Quando Putin applaude, c'è da preoccuparsi
Il particolare più inquietante di tutta questa vicenda? L'endorsement dell'ambasciata russa a Roma, che ha pubblicamente salutato con favore la vendita, sperando che i giornali smettano di fare "propaganda anti-russa sfrenata".
La redazione de La Repubblica ha giustamente reagito con sdegno, denunciando l'ingerenza straniera. Ma la domanda vera è: perché la Russia, teoricamente esclusa da questa rete Trump-Qatar-Arabia Saudita, plaude all'operazione?
La risposta è semplice: tutti gli autocrati del mondo hanno lo stesso obiettivo. Indebolire la stampa libera occidentale. Non serve un'alleanza formale tra Mosca, Doha e Mar-a-Lago. Basta la convergenza di interessi anti-democratici.
Il silenzio complice di Giorgia Meloni
La Premier non ha commentato ufficialmente. Ma secondo fonti riportate da El País, avrebbe dato il suo assenso sottobanco. D'altronde, perché Meloni dovrebbe opporsi? La Repubblica la critica quotidianamente, meglio averla sotto controllo che libera di mordere.
L'Italia ha gli strumenti per bloccare acquisizioni straniere nei settori strategici attraverso il "golden power". Ma evidentemente, per questo governo, l'informazione non è strategica.

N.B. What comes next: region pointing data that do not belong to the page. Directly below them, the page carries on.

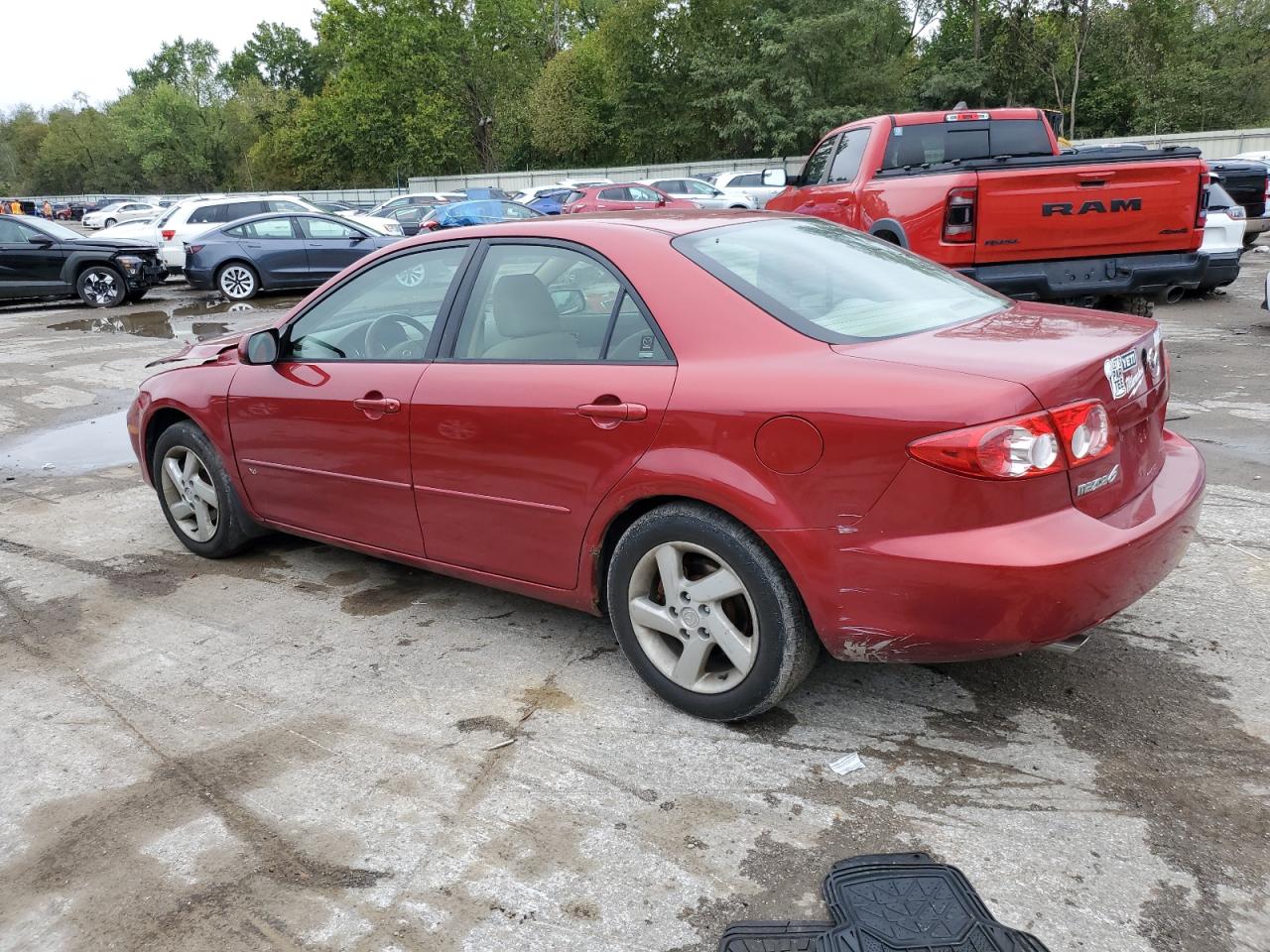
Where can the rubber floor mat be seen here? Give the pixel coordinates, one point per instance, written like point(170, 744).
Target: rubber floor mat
point(780, 936)
point(907, 901)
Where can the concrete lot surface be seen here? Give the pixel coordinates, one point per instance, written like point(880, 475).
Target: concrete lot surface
point(308, 749)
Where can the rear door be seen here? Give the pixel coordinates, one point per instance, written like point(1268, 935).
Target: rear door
point(543, 399)
point(277, 249)
point(330, 246)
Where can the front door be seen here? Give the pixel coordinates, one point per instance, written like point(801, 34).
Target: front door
point(321, 436)
point(553, 386)
point(331, 246)
point(31, 262)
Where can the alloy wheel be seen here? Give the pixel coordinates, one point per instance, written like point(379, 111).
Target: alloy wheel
point(694, 617)
point(190, 493)
point(102, 286)
point(236, 282)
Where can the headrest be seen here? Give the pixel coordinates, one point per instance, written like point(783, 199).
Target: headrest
point(524, 307)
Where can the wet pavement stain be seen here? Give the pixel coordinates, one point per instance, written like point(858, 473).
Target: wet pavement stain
point(195, 321)
point(70, 448)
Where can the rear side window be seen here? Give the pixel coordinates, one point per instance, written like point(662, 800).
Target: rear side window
point(851, 150)
point(815, 169)
point(931, 143)
point(208, 214)
point(835, 285)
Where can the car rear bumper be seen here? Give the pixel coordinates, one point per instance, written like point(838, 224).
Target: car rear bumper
point(1222, 270)
point(199, 278)
point(1082, 277)
point(1255, 226)
point(994, 590)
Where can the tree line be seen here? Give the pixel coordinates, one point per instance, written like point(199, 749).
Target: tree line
point(398, 87)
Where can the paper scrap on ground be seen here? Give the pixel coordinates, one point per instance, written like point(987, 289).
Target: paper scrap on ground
point(847, 763)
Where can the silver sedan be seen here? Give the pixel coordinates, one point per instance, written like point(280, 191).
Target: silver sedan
point(701, 191)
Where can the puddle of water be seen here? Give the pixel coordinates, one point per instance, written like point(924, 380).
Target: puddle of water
point(72, 448)
point(195, 321)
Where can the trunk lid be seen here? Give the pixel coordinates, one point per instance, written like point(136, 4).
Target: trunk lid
point(1095, 209)
point(1062, 354)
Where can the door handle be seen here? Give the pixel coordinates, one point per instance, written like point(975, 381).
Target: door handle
point(377, 405)
point(622, 413)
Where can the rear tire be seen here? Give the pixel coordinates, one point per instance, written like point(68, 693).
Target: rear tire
point(100, 286)
point(740, 640)
point(238, 281)
point(195, 494)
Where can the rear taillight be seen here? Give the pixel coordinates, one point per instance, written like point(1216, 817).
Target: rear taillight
point(959, 216)
point(1037, 444)
point(1007, 449)
point(1084, 430)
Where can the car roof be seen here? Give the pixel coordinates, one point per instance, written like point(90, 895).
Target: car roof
point(576, 227)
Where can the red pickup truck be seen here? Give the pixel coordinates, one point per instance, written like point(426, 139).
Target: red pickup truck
point(989, 194)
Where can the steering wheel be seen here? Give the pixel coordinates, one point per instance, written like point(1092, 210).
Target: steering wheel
point(386, 340)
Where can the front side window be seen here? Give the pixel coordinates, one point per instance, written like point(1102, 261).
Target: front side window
point(384, 312)
point(324, 229)
point(541, 302)
point(835, 285)
point(815, 169)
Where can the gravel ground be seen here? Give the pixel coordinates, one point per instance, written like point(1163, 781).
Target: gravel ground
point(304, 748)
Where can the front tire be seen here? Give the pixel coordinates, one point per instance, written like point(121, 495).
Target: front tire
point(195, 494)
point(100, 286)
point(238, 281)
point(706, 615)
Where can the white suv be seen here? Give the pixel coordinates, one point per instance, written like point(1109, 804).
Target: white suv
point(194, 216)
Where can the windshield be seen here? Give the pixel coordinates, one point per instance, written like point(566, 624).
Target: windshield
point(59, 231)
point(835, 285)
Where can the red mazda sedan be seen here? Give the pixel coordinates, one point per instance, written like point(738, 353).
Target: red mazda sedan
point(740, 435)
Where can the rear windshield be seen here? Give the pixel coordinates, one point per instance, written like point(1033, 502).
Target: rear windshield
point(835, 285)
point(931, 143)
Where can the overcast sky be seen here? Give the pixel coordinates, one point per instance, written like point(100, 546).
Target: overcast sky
point(54, 49)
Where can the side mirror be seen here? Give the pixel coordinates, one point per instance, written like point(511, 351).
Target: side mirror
point(259, 348)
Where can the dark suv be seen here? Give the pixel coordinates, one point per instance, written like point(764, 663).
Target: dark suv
point(45, 259)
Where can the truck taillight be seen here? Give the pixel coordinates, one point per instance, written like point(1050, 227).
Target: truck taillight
point(1037, 444)
point(959, 216)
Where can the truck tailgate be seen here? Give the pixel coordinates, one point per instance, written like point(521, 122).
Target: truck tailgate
point(1095, 209)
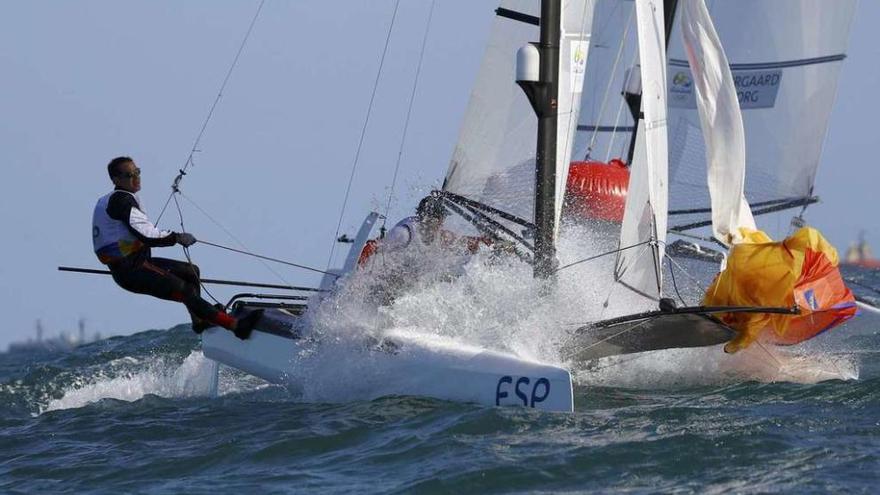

O forse lo è, ma preferiscono allinearla ai loro interessi piuttosto che difenderne l'indipendenza.
La fine di un'epoca: quando i giornali diventano armi di influenza
Se l'operazione andrà in porto entro gennaio, sarà la fine di un'epoca. Non solo la mercificazione del giornalismo, ma la penetrazione del discorso pubblico italiano da parte di interessi stranieri che non rispettano né il dissenso né il pluralismo.
A Torino, città natale de La Stampa, cresce l'indignazione. I giornalisti scioperano. L'arcivescovo esprime preoccupazione. Ma come sempre, il capitale si muove più veloce della protesta. I nostri giornali stanno diventando armi. Non della verità, ma dell'influenza straniera.
È questo il prezzo della globalizzazione? Vendere la nostra voce al miglior offerente, anche se viene da Riad o da Doha? L'Italia merita di meglio. I suoi cittadini meritano un'informazione libera, non controllata da petrolieri e faccendieri internazionali.